3. Lead School-Based Collaboration (PLCs): Designate these teachers as PLC Leaders/Coaches who organize and facilitate teacher collaboration, learning communities, or subject-area teams. School-based teacher collaboration is frequently rated by teachers as the most useful form of PD.
4. Demonstrate Exemplary Practice: Use the best teachers as Demonstration/Lab Teachers whose classes are video-recorded or directly observed by peers and novice teachers for instructional purposes. This addresses the challenge that teaching expertise often cannot be reduced to words but is learned best through practice.
5. Design Needs-Based PD: Have HE teachers serve as Instructional PD Teachers or Training Facilitators to design and lead PD sessions that are aligned with the observation rubric indicators where the overall staff is weakest, ensuring the PD is relevant to the needs identified by the teacher evaluation system.
6. Provide Actionable Feedback: Train these HE teachers to be highly qualified observers who provide useful and actionable feedback to colleagues, particularly focusing on components found to be weak in most classrooms, such as Communicating with Students or Using Questioning and Discussion Techniques.
II. Modelling Specific High-Leverage Instructional Practices
HE teachers can focus on modeling and coaching specific instructional components identified in the research as distinguishing effective teachers:
7. Model Clarity and Communication: Demonstrate techniques for the clearest delivery of instruction, as Clarify (from the 7Cs) and Communicating with Students (from FfT) are prime candidates for focus because they predict student outcomes and are strong predictors of effective classroom management (Control and Challenge).
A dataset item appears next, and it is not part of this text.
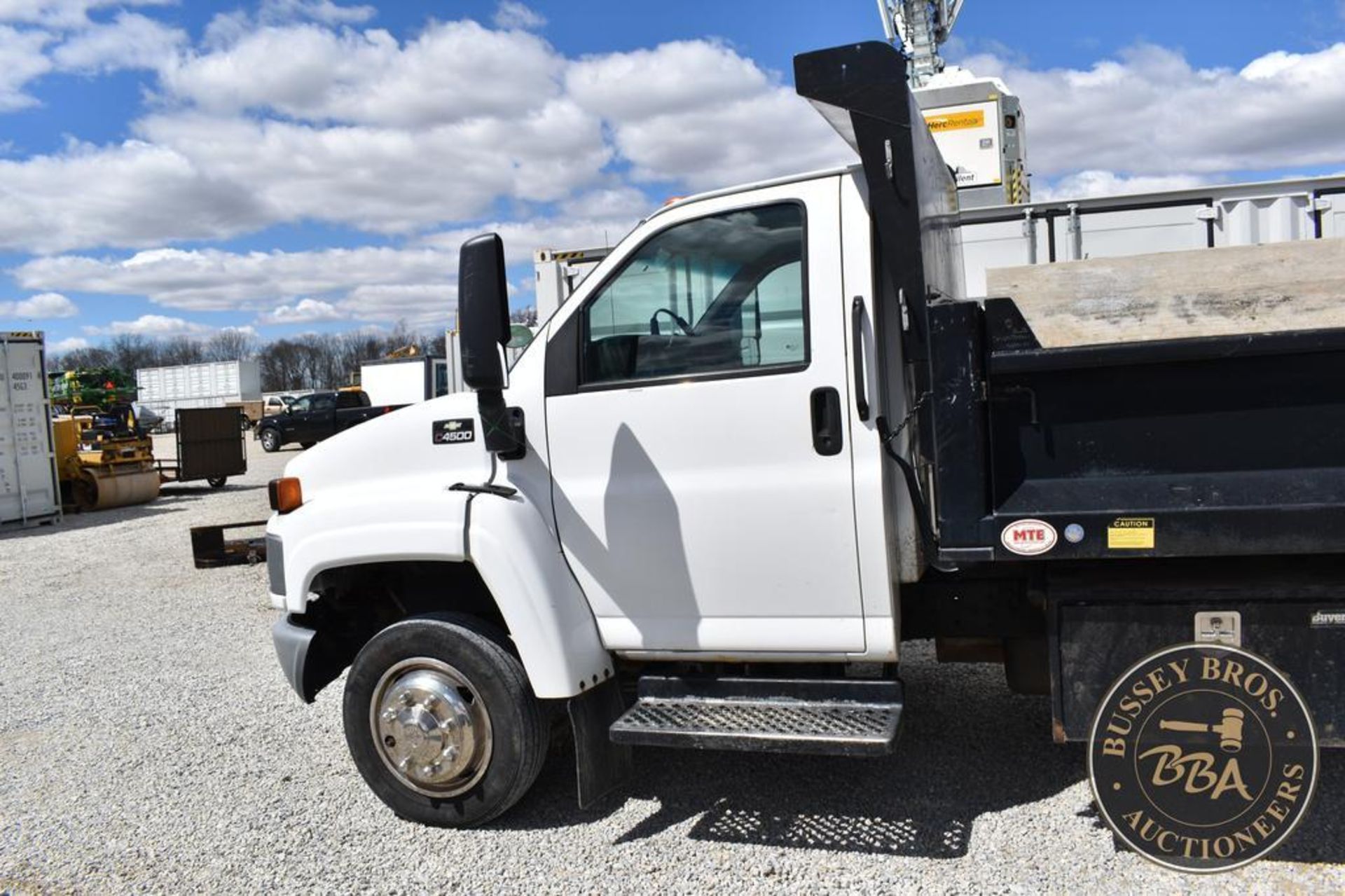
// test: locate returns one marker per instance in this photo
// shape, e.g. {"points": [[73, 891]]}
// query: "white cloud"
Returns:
{"points": [[1108, 184], [216, 280], [453, 71], [69, 343], [323, 11], [1152, 113], [389, 179], [64, 14], [22, 60], [698, 113], [130, 194], [131, 41], [591, 221], [303, 311], [41, 307], [153, 326], [510, 14]]}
8. Model Rigorous Questioning: Implement and model the use of questions of high cognitive challenge and focus on the reasoning exhibited by students during discussion, rather than just accepting correct answers.
9. Model Assessment for Learning: Emphasize techniques for continuously Checking for Student Understanding and giving feedback about the learning process, which were identified as predictive items from the instructional domain.
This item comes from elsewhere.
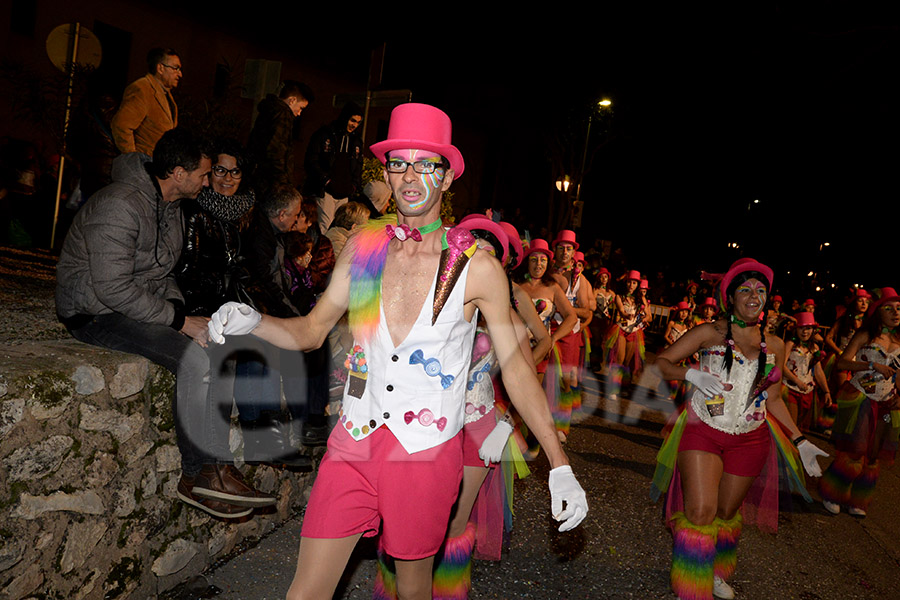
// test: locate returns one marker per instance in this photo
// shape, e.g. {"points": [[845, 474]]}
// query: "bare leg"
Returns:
{"points": [[701, 474], [473, 477], [413, 579], [319, 567], [732, 491]]}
10. Model Rigor and Persistence: Explicitly model how they consistently push students to think rigorously and ensure students persist in the face of difficulty (the Challenge component of effectiveness).
III. Systemic Leadership and Cultural Change
11. Lead Curriculum Improvement: Place HE teachers on teams to lead curriculum improvement efforts, which the sources suggest is a major lever that can lead to significant student progress, potentially yielding 25% more progress in a year compared to choosing a less effective curriculum.
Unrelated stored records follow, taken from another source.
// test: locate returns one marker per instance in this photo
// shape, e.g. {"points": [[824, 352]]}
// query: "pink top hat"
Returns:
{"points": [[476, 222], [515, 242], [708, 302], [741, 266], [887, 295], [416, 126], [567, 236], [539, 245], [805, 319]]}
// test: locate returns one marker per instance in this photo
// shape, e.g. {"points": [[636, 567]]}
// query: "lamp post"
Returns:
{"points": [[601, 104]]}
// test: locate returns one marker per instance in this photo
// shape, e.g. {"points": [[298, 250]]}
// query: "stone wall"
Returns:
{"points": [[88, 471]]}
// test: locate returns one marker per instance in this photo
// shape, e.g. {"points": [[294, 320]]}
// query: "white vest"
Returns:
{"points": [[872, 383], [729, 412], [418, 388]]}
12. Integrate Data into Instruction: Utilize top teachers as Data Fellows or leaders to help colleagues interpret and use student performance data effectively in their daily practice.
13. Take on Administrative Burden: Use HE teachers in formal CL roles to take on some administrative responsibilities, such as mentoring, which frees up School Leaders (SLs) and principals to dedicate more time to instructional leadership and school improvement.
14. Shift the Professional Culture: Champion the culture that suggests every teacher should aim to get better—not because they are inadequate, but because they can be even better—thus detoxifying professional development and shifting the focus away from summative grading.
15. Address Equity through Placement: Assign HE teachers to classes or schools with the highest proportion of high-need students (e.g., Low-Income Minority (LIM) students). This strategic placement directly uses the HE teachers’ effectiveness to raise the standard for the most disadvantaged students, a core goal of comprehensive effectiveness initiatives.





I was surprised by the claim that student voice was the best predictor of teacher quality in one year. My recollection was that MET report found that value added was the strongest predictor, followed by classroom observation, with student ratings the weakest.